City of Chicago Bicycle Parking Ordinance

Bicycle Parking Ordinance: Chicago

Objective One: 
Expand the Chicago Department of Transportation’s bike parking program.

Strategies

1.1 Continue installing outdoor (short-term) bike racks. Between 1993 and 2004, Chicago installed 10,000 bike racks on public property, more than any other city in the United States. The city should continue this popular program but at a slower pace, given the number of bike racks now available.
1.1.1 Performance Measure: Install between 400 – 500 bike racks per year, beginning in 2005.
1.1.2 Best Practice: Chicago, IL

1.2 Install bike parking inside office buildings. Providing indoor bike parking is one of the most effective ways to encourage people to bicycle to work. Less than 250 office buildings in Chicago currently provide indoor bike parking, however. Indoor bike parking can often be established with minimal effort and expense. Partner with the Building Owners and Managers Association (BOMA) and other appropriate organizations to publicize this service.
1.2.1 Performance Measures: Provide free consulting services to encourage the installation of indoor bike parking at 15 – 25 buildings per year, beginning in 2005.

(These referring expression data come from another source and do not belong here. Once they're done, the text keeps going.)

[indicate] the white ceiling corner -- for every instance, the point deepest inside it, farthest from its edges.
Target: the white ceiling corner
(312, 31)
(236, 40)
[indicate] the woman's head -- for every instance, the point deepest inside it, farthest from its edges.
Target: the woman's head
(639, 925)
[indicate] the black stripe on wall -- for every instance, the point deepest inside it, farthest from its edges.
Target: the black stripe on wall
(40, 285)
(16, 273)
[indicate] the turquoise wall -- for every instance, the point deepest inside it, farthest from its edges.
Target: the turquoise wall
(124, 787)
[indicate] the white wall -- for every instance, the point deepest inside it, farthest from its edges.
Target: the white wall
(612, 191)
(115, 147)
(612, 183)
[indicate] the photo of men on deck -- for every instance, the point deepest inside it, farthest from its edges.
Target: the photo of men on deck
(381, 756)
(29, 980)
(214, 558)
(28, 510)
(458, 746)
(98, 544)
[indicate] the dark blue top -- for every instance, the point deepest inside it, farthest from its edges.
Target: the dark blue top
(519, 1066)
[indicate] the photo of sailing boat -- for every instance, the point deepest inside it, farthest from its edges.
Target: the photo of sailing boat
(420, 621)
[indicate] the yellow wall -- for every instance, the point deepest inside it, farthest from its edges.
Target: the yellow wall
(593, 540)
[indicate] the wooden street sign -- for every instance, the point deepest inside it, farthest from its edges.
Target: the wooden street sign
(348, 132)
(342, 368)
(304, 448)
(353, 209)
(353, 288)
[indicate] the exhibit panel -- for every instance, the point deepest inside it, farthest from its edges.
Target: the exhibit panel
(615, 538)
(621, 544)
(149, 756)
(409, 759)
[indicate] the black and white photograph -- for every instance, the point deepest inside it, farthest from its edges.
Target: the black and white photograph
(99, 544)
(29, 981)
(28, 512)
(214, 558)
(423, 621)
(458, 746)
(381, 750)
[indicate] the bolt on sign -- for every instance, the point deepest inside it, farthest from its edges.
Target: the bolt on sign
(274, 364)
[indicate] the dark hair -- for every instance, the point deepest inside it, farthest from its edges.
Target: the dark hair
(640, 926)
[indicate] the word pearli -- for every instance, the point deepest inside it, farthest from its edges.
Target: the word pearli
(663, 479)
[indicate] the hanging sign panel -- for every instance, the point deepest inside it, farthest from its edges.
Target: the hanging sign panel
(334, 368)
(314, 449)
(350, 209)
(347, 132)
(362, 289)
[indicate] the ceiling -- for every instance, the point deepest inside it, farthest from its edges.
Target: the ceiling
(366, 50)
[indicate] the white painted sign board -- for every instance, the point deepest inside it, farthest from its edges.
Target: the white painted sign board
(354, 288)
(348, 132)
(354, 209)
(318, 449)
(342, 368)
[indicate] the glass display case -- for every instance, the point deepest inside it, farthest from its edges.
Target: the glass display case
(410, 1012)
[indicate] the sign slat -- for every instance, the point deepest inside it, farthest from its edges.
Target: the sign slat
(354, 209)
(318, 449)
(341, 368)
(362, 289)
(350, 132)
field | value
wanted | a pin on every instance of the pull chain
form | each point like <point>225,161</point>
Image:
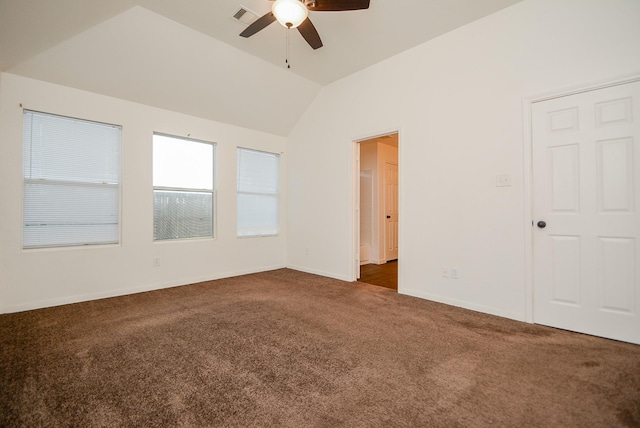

1.3 Provide long-term bike parking for employees at buildings owned by the City of Chicago and its sister agencies. If successful, expand and improve initiative.
1.3.1 Performance Measure: Pilot long-term bike parking in 5 – 10 buildings owned by the City of Chicago and its sister agencies in 2006.
1.3.2 Best Practice: San Francisco, CA

1.4 Partner with public institutions (e.g., universities, hospitals) to install short and long-term bike parking on their properties. Providing bike parking for employees, visitors, and students encourages bicycling, increasing the overall parking capacity of these institutions at minimal cost.
1.4.1 Performance Measure: Partner with 3 – 5 public institutions per year, beginning in 2006.

1.5 Encourage installation of bike parking at retail locations.Shopping centers and other retail outlets often have insufficient bike parking. Whatever bike parking is provided is often inconveniently located and/or poorly designed, further discouraging use. Providing bike parking is an inexpensive way to encourage people to shop by bike, increasing overall parking capacity at minimal cost.
1.5.1 Performance Measures: Encourage 10 existing shopping centers to provide adequate bike parking by 2007, and an additional 25 – 50 existing shopping centers by 2010.

1.6 Place stickers on selected parking meters to advise bicyclists that they are appropriate locations for bike parking.
1.6.1 Performance Measure: Attach stickers to 100 – 200 parking meters per year, beginning in 2007.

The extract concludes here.